Created attachment 6085 [details] Level 10 log at the moment the corruption happens
These "entry has wrong sequence number" messages are expected if something changes on the AD DC, they are normal, they are not a failure. We need debug level 10 logs of the actually failed request. log.winbindd* and log.wb* (there's more than one winbind log file since version 3.2). Volker
Created attachment 6093 [details] Winbind level 10 logs at the moment the corruption happens
What analysis has led you to the fact that the winbindd_cache.tdb is corrupt? Is it just the size of that file? If it is that, I would like to ask you to dig deeper with the tdbdump and tdbtool to really see where in what way the binary format of the tdb is corrupt. From the logs I do not see that the cache file is corrupt, please point out which lines show the winbindd_cache.tdb corruption. What I do see is messages with NT_STATUS_NO_LOGON_SERVERS. This to me is a much more likely reason that authentication does not work anymore. Please point out in a more detailed way how you came to the conclusion that winbindd_cache.tdb is corrupt and how this would lead to NT_STATUS_NO_LOGON_SERVERS. With best regards, Volker
Volker, Dale (our user) added the following: A corruption occured between 2:15 PM and 2:30 PM 11/28/2010. Also, a correction to original post - it should have stated: In 3.5.5, a winbind_cache.corrupt was generated at each restart after a corruption, instead of saying 3.3.5. -->as Dale is seeing a winbind_cache.corrupt, maybe this is why he concludes that the file was corrupted.
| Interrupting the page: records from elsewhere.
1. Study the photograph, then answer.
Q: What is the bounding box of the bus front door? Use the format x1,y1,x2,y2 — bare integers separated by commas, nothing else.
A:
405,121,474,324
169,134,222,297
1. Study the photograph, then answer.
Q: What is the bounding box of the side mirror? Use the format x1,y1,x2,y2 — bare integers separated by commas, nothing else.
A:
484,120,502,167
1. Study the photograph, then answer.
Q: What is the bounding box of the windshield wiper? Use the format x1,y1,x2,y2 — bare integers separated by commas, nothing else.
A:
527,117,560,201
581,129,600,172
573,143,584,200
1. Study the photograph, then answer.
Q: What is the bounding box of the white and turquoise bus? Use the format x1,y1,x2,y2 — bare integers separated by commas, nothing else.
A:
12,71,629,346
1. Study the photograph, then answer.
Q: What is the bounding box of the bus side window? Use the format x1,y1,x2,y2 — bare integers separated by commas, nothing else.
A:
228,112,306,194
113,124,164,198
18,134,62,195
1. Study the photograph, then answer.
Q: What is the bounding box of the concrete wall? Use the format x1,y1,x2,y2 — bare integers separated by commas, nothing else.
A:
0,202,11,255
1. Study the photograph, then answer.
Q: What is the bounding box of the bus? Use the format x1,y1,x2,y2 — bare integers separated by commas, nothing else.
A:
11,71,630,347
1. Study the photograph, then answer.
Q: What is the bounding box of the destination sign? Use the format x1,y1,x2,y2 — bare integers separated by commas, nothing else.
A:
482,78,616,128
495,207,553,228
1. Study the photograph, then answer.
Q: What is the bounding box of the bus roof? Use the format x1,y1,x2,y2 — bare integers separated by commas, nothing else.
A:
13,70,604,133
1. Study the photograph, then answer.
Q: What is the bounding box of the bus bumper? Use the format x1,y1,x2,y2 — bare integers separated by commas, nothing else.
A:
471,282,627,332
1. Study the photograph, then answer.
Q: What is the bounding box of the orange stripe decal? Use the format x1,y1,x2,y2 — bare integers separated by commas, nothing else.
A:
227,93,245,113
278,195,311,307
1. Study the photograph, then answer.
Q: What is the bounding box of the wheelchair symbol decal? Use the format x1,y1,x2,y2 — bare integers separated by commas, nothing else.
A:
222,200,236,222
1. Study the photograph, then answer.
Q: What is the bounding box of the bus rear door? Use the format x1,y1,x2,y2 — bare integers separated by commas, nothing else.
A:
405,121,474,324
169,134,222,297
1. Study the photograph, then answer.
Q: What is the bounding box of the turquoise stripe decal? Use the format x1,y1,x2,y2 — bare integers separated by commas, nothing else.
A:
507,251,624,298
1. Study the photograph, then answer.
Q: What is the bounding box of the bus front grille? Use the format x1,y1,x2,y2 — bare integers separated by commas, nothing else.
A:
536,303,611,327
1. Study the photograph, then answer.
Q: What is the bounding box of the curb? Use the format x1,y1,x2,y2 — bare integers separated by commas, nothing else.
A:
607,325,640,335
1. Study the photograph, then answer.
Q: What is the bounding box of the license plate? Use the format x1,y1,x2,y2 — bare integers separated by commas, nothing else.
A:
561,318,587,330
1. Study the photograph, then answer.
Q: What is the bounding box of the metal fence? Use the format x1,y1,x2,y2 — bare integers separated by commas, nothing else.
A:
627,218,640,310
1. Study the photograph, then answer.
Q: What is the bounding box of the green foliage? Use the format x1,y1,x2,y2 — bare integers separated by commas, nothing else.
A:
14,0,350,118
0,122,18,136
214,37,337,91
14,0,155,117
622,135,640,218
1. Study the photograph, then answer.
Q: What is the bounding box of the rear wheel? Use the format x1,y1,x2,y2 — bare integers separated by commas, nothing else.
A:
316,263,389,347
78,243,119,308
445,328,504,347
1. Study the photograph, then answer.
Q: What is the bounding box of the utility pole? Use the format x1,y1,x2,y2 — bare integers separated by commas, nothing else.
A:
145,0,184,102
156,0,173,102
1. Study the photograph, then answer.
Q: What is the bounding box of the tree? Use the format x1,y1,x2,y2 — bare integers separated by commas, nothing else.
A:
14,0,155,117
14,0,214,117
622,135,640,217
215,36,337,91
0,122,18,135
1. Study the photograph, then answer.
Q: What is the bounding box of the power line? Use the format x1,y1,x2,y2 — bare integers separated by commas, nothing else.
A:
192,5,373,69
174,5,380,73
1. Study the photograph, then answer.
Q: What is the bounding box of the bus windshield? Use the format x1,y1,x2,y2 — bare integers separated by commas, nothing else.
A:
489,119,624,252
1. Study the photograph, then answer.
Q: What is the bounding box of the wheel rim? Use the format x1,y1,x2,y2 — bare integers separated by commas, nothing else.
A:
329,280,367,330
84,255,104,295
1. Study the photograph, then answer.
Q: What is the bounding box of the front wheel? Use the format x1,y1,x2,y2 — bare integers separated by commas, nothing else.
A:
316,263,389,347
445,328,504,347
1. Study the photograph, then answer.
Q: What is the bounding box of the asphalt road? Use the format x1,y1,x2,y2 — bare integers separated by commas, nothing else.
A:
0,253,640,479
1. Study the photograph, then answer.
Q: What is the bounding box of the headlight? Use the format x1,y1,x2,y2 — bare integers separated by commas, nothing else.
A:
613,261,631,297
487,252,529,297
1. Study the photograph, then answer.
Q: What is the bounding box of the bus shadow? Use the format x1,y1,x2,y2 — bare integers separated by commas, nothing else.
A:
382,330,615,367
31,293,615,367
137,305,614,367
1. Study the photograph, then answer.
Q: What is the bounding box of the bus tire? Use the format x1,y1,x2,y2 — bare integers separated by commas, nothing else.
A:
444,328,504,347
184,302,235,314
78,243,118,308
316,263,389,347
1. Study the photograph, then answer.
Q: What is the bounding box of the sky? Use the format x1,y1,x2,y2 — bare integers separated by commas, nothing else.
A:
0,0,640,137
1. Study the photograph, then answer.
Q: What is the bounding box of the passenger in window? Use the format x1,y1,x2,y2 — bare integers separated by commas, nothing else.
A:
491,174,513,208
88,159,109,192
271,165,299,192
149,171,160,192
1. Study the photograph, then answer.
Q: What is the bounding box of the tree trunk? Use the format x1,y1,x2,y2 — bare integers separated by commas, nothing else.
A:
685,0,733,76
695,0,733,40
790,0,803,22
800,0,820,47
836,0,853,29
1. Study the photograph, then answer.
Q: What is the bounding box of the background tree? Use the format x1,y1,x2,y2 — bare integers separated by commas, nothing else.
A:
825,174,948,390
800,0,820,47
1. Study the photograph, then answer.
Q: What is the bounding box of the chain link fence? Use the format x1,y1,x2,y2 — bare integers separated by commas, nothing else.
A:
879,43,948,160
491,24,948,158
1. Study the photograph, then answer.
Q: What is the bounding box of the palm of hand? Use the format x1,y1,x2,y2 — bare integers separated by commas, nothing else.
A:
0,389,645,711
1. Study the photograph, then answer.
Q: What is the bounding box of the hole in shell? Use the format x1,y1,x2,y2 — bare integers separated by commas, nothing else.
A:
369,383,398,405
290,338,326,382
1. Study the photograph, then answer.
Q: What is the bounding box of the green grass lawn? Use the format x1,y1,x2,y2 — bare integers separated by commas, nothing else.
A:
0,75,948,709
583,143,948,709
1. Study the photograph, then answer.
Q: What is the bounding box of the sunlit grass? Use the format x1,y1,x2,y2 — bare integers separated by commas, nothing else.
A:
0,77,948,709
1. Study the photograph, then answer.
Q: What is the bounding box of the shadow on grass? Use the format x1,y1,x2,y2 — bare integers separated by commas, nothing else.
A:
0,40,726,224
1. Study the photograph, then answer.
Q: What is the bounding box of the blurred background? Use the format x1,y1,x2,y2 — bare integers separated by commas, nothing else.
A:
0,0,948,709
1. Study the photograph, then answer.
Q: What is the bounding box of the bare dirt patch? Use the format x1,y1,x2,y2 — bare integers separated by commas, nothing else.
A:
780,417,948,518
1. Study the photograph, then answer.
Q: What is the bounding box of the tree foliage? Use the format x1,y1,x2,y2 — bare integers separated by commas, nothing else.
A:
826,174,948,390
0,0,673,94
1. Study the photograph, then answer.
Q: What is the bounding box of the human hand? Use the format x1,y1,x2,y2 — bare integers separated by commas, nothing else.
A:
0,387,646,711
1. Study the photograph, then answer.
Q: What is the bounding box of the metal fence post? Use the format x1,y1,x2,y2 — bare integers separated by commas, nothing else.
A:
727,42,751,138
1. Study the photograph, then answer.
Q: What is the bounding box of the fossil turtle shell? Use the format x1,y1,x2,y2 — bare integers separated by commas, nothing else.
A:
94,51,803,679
Created attachment 6102 [details] Another set of logs Some more info from Dale, our user: Attaching a 2nd set of logs. Previous was at log level 10 for winbind only. This set is full level 10 and from a different system. As stated previously, this problem affects all of my winbind systems and started after upgrading from 3.4.x to 3.5.x. Failure occurred between 14:30 and 14:45 on 12/02/2010.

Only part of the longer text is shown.